Luke and Roger's friend Gibby wanders into a cemetery with his girlfriend Natasha. They enter a mausoleum and begin to have sex on a cement slab. As Gibby ejaculates, Natasha reveals that she is an alien as her tentacles emerge from her chest and immobilize Gibby, a toothy ovipositor tentacle unfolds and is shoved down his throat as part of the alien mating process. After completing the mating process, Gibby freezes solid and dies, thus not surviving the mating process, much to Natasha's disappointment.

In an effort to catch the aliens in the act and prove their existence, Luke and Alex hatch a plan to record them. Luke plants a camera in his bedroom and manages to get a very-horny Lily to go to bed with him. While Alex watches from a different room, Luke and Lily disrobe and prepare to have sex. As Lily mounts him, Luke notices a strange green organ between her breasts. The camera suddenly malfunctions, and Lily realizes she's being recorded. Angered, Lily prepares to rape Luke to death and unleashes her tentacles but accidentally knocks over a candle, which starts a fire. Seemingly vulnerable to the heat, Lily screams and sheds her human form, letting Luke see what the aliens look like in their true form; humanoid reptilians. Lily escapes, but Luke and Alex fail to capture any evidence.

Constance, meanwhile, becomes emotionally engaged with Roger, explains to him that the aliens have come to Earth to impregnate men, as their race is dying out. To save their people, the aliens persuade men to come with them, promising sex. However, the "mating" process involves sticking their tentacles down the male's throat. Most men die because they cannot survive the cold temperature. Roger allows Constance to "mate" with him after she explains everything as she has fallen in love with him when she wasn't supposed to. She explains that they're merely trying to survive and that they don't want anyone to die. He agrees to allow her to impregnate him, giving her race a chance to survive. Luke comes in just in time to see an alien crawl out of Roger's mouth. Roger dies soon after, leaving Constance horrified because she didn't want him to die.

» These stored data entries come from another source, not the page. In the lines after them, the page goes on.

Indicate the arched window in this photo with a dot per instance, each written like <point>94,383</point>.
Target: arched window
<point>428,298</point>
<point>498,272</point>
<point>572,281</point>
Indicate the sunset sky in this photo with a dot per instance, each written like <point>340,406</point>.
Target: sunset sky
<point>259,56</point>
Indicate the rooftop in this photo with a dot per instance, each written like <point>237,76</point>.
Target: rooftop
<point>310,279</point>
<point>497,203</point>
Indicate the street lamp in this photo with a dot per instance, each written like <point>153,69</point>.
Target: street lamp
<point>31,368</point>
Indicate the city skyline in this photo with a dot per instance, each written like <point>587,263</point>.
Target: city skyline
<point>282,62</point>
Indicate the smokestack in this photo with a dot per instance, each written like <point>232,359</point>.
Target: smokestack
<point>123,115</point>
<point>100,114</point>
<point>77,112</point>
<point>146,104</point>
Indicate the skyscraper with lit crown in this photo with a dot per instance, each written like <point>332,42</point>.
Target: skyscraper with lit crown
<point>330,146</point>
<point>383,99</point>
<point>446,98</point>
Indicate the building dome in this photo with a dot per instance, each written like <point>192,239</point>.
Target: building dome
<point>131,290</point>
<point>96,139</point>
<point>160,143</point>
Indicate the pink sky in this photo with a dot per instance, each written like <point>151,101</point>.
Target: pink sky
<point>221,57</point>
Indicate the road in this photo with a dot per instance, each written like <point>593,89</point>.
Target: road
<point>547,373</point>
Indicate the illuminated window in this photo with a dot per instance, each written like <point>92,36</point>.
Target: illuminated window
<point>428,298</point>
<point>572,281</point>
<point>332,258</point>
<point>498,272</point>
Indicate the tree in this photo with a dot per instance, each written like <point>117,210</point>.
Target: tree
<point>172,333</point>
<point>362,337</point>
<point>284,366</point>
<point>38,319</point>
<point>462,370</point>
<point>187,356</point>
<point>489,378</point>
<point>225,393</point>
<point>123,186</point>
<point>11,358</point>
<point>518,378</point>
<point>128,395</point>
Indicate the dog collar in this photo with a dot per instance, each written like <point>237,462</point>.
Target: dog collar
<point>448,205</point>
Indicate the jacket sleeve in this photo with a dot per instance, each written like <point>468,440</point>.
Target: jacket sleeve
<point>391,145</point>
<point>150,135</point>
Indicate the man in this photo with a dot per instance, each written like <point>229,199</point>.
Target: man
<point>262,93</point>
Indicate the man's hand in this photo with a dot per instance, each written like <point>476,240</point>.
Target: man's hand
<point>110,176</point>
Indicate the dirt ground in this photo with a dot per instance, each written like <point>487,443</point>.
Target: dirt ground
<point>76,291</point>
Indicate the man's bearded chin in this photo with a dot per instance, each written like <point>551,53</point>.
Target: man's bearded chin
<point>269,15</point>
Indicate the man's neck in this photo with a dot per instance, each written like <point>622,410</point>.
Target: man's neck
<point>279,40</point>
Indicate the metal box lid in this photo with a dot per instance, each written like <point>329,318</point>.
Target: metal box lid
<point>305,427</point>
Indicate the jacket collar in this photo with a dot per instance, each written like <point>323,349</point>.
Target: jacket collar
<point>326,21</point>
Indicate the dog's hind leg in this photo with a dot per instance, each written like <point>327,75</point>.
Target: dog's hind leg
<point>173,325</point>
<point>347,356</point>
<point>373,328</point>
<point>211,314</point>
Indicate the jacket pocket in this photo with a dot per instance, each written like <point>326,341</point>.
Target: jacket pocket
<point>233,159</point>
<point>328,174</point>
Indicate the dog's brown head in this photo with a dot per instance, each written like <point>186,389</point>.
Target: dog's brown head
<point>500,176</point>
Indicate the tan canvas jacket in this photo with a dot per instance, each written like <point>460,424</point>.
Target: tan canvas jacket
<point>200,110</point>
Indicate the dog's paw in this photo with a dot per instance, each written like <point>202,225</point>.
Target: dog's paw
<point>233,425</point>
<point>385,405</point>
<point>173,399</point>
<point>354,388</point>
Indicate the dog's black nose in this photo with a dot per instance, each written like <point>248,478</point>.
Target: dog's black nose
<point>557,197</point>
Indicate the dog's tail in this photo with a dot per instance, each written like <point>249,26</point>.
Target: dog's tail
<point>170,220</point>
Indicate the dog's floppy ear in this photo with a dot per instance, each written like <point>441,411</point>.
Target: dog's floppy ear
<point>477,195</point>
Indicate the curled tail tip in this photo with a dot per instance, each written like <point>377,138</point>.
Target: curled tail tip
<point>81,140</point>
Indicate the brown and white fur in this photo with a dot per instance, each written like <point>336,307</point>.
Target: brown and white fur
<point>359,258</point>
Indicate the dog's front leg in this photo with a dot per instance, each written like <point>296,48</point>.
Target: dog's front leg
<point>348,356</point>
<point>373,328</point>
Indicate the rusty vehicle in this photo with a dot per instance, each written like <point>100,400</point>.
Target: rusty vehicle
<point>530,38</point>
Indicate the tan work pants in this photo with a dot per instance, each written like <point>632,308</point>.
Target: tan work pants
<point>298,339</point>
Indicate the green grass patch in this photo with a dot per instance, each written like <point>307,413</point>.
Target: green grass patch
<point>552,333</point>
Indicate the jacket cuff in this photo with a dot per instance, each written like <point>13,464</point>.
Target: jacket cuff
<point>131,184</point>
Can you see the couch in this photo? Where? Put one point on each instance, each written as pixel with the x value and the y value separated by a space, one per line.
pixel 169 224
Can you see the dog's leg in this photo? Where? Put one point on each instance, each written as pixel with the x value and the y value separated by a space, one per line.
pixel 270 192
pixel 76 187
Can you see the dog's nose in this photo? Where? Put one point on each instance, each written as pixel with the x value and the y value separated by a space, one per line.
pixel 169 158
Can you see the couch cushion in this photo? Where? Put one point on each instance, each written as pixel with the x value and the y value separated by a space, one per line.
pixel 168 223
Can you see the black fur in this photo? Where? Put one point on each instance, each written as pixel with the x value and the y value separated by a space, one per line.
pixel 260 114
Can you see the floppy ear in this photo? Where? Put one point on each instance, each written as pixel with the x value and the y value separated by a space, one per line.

Luke has discovered that, while the aliens love the cold, they hate heat. Luke has also discovered that Gibby is dead at this point having been frozen by Natasha. Luke teams up with Detective Amanda (his former girlfriend) and obtains a home-made flamethrower, determined to put an end to the aliens' terror. Luke confronts the aliens and kills Natasha and Lily by burning them, not realizing the truth of their mission. He then chases Constance and confronts her, but the flamethrower runs out of propane. Seeing him vulnerable, Constance leaps on top of him, knocking him to the ground. She straddles him and beats him down, then releases her tentacles, preparing to throat-rape him. However, just before Luke is impregnated, Amanda shows up and shoots Constance, knocking her off. Using an ax, Luke breaks open high-pressure pipes and kills Constance with steam. Luke now has solid evidence of the aliens' existence as there were witnesses who saw them in their true form, and he leaves Amanda to deal with them while he runs off with Alex.

Alex takes Luke to her apartment, and the two profess their love for each other. They take off their clothes and prepare to have sex. Alex mounts Luke, and tells him she can finally have her way with him. There's a sudden flashback to the very beginning of the movie when the jock finds the dead men. He looks up and sees Alex who then says "You're early". Luke realizes Alex is an alien, minutes too late. He screams as she pins him down and her tentacles appear. The camera zooms out of the room as Luke's screams fade away as he is presumably raped and impregnated.